Бомбили Севастополь. Немецкие бомбардировщики пришли с румынских аэродромов, расположенных близ Констанцы. Военные объекты не пострадали. Флот был настороже. Истребители черноморской авиации отогнали противника. Флот ответил ударом по Констанце. В Румынию ходили опытные бомбардировочные экипажи. Некоторые участвовали в финской кампании.
Я получил письмо от отца. Он писал, что Николай призван в армию и уехал в Краснодар на формирование. Илья находился в кадровых танковых частях в Киевском военном округе. Яшку не призвали по болезни. Виктора Неходу, оставленного в свое время по льготе, мобилизовали. Фесенко служил во флоте на действительной. Словом, почти все фанагорийцы, сверстники мои и друзья детства, ушли на войну.
Отец писал: «Уже начали косить ячмень на южных склонах, вывели на загоны из усадьбы МТС комбайны, скоро начнем убирать в массе озимые ячмени и пшеницы.

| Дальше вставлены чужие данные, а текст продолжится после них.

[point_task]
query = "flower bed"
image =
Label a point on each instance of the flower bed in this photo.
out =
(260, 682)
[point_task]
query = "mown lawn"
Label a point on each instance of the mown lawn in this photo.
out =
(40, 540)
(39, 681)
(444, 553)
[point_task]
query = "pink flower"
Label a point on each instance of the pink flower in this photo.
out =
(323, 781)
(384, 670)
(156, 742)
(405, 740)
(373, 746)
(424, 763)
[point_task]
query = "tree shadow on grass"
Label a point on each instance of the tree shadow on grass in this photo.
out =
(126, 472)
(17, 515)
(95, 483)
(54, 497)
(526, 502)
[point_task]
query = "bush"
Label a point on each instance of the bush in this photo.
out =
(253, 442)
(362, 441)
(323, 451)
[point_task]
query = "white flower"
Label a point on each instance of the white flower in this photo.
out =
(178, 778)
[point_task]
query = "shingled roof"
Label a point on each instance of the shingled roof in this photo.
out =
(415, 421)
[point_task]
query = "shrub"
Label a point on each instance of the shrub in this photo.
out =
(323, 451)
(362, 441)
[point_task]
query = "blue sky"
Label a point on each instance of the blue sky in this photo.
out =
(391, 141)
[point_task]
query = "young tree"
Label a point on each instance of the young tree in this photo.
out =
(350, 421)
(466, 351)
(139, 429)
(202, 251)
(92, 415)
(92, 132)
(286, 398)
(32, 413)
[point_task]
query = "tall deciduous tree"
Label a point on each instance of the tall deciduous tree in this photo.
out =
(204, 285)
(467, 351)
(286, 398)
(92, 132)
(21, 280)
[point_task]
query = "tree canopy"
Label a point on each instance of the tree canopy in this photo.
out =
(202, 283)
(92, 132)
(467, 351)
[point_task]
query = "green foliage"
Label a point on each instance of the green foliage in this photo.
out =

Урожай, какого давно не видали. Начали цвести подсолнухи, кукуруза цветет, но еще не наливает початки…»
Вот так просто пришла война. Попрежнему мы занимались своими делами на аэродроме, принимали и провожали экипажи. Только теперь экипажи уходили на боевые задания. Иногда не возвращались. На опустевшем месте ставили новый самолет. Аэродромный пес, преданный нашему полку, повоет, повоет на опустевшем месте и начинает привыкать к новым хозяевам и снова ждет их возвращения.
Самолеты рассредоточили с линейки, принялись строить капониры. Аэродром окружили линией противовоздушной обороны: врыли пушки, зенитные пулеметы, перевели горючее в подземные хранилища, замаскировали их сверху землей и дерном.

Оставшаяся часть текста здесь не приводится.